As usual, let’s make sure the synthesized circuit matches our design:

There we go! We now have the exact behavior we want, and a circuit that is efficient and avoids relying on extra constraints for correctness. We were able to accomplish this because we explicitly decided we wanted a flop, an inverter, and an and gate. In other words, we designed the circuit, then wrote the code.

Are there any exceptions to this rule?

The only time I synthesize code without an explicit design in mind is when I want to see how synthesis handles a specific piece of code. For sequential logic, I almost never do this because all of my coding guidelines (see my tutorials) are based on understanding how registers are synthesized and optimized.

However, there are situations where I’m creating complex combinational logic that is more convenient to write as behavioral code than as a complex structural architecture with priority encoders, muxes, etc. While I generally know what will be synthesized based on experience, I don’t always know.
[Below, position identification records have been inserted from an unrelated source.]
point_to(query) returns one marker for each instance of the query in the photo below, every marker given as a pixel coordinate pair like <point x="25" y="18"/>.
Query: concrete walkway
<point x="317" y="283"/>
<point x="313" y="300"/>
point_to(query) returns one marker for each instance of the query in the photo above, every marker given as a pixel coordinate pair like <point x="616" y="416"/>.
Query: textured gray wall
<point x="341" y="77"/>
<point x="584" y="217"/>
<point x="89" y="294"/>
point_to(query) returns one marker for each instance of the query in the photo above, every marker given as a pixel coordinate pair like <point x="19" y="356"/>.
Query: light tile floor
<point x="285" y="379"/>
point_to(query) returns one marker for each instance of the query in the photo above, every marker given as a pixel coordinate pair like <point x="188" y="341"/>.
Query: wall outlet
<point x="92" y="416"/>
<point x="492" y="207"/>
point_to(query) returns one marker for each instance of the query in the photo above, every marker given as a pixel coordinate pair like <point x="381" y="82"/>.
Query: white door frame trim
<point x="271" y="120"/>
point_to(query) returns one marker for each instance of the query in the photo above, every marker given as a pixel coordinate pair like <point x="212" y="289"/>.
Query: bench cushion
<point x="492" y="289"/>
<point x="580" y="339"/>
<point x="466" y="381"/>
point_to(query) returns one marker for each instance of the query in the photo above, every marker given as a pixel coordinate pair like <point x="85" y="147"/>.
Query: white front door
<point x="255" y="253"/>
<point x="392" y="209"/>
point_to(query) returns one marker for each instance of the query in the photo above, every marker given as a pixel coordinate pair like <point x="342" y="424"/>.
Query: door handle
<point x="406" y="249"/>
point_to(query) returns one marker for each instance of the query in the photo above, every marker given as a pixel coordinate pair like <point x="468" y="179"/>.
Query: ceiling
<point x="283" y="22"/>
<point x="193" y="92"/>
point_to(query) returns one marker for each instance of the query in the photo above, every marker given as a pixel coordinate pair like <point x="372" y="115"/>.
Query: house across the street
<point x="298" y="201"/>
Synthesis tools are good at optimizing combinational logic and I’ve run into situations where synthesis optimized my behavioral code more effectively than my structural code.

I don’t view this as an exception to my rule. I see it as an experiment to see if synthesis can perform optimizations that can improve my design. If so, great. If not, it’s doing something differently than the circuit I designed, so I need to revise the code accordingly. However, I always have a design in mind when writing the code.

Summary

A fundamental problem with RTL coding is that different pieces of code can have similar, or even identical, simulation behaviors, but still synthesize to completely different circuits. As such, it is critically important to decide what you want your circuit to look like, and then implement it in a way that will synthesize into that circuit. I refer to this methodology as “design the circuit, then write the code.”

Acknowledgements

This article was created using equipment from University of Florida that was provided via a courtesy appointment.

Updates

1/27/2024: Fixed minor typos.

Brandon Pollack

January 17, 2024 at 4:57 pm

This reminds me of something I did once that I also think Brian Nezvadovitz did when we were students of yours at different times.

Both of us had some programming experience and realized that verilog/vhdl are somewhat functional programming languages that’s evaluation path results in a synthesis so we implemented the tiered adder you described recursively with an arbitrary procedure (or …something…man it’s been am minute…)

I found it! https://github.com/brandonpollack23/digital_design/blob/c46742022153739fb5bcf45b750f642b634b4617/lab3/turnin/adder_super.vhd#L20

I wonder how you would do this in verilog (its been so long since I’ve done hardware synthesis)

Greg Stitt
January 17, 2024 at 7:00 pm

Coincidentally, this is one the articles I’m current working on. I’ve been meaning to add recursive RTL to my tutorial for ages.

Also, I’ll be doing a bunch of VHDL vs SystemVerilog comparisons to highlight the advantages (and annoyances) of each language.

Timothy Ajmani

January 18, 2024 at 2:04 pm

This is great! I remember you first mentioning “design the circut then write the code” to us in the early weeks of Digital Design. I think this is especially valuable for younger engineers in various industries just starting out in creating designs with VHDL or verilog. Very excited to follow where your website goes from here!